A friend of mine, who serves from the first days of war in the artillery division, came back home for one week. He is a different man now. He lost lots of his comrades. He says that Ukrainians are losing artillery duels. When I asked him when this could be over, he said that there is no end to this invasion. The advantage of Russian artillery is 20 to 1!
Last week I brought from Lviv a van full of medical supplies. This was a donation from Amigo Relief Missions from Alberta Canada. I wish I could have a bigger van. There were all the needy medical disposal supplies. The supply chains have been broken and many hospitals in Ukraine have shortage of them and sure the doctors and nurses were happy to see me again in the hospital.
This time the medical aid was divided among four hospitals: Zhitomir regional, Pulin district hospitals, Korostyshev district and Baranivka district hospitals.
Then from 6/15/2022
War in the Eastern and Southern parts of Ukraine gets worse. We have new waves of internally displaced people. Zhitomir regional administration officially registered 38 thousands of them, spread in different communities in Zhitomir oblast.

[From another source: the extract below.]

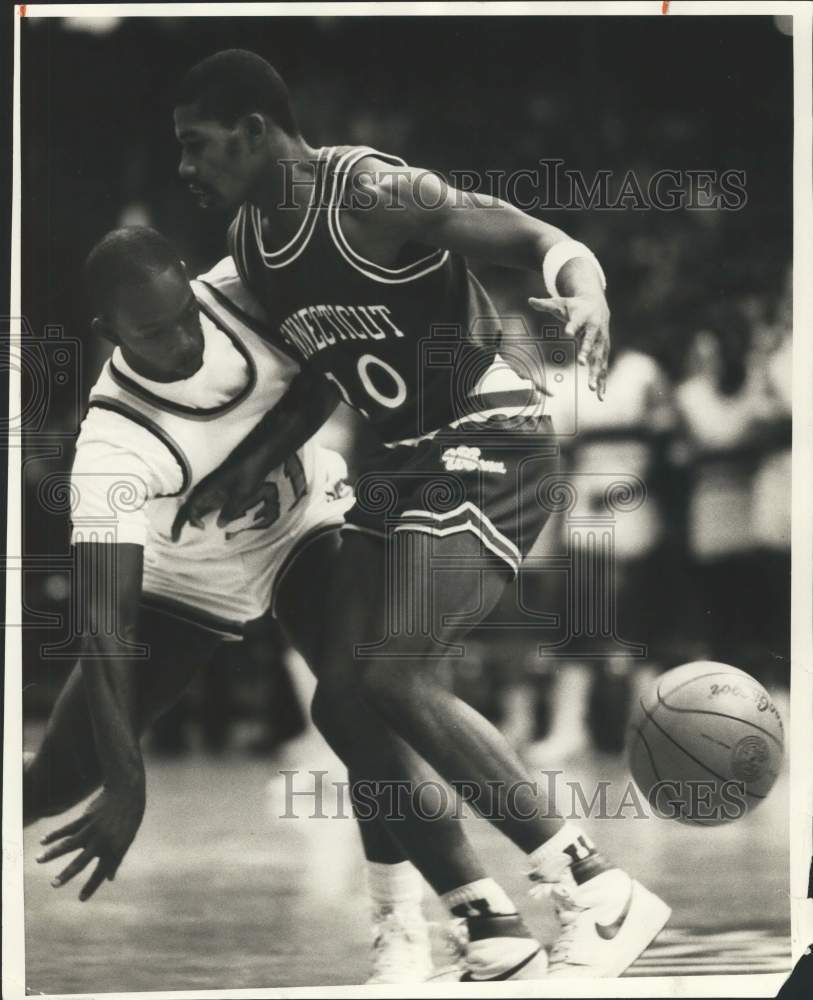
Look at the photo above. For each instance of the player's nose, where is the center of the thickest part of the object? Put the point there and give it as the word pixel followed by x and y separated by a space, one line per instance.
pixel 186 170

Couple days ago I met a family from Mariupol. This family ran for their lives and left everything behind. They escaped hell. The family of five, with three little kids, lost their house in Mariupol. As many of you know Mariupol is a complete ruin. When I talked to Andiry, this is the father of the family; he shared about his life before the war. He said that he had a wonderful life there. He was renting out SUP boards at the Azov Sea, his kids went to school and his wife was at their lovely house.
I wanted to do something for this family. My friend, Zhanna, who runs the biggest nonprofit in Zhitomir has lots of contacts and can make many things possible. When I shared with her about Andri’s family she told me that we can get together families from Donetsk and Kherson and have fun with them in the water. She organized dragon boats competitions for refugee families and volunteers who are involved in her nonprofit.
What a wonderful idea! Our guests from the war zone were able to relax, see the most beautiful places of Zhitomir, compete and make new friends.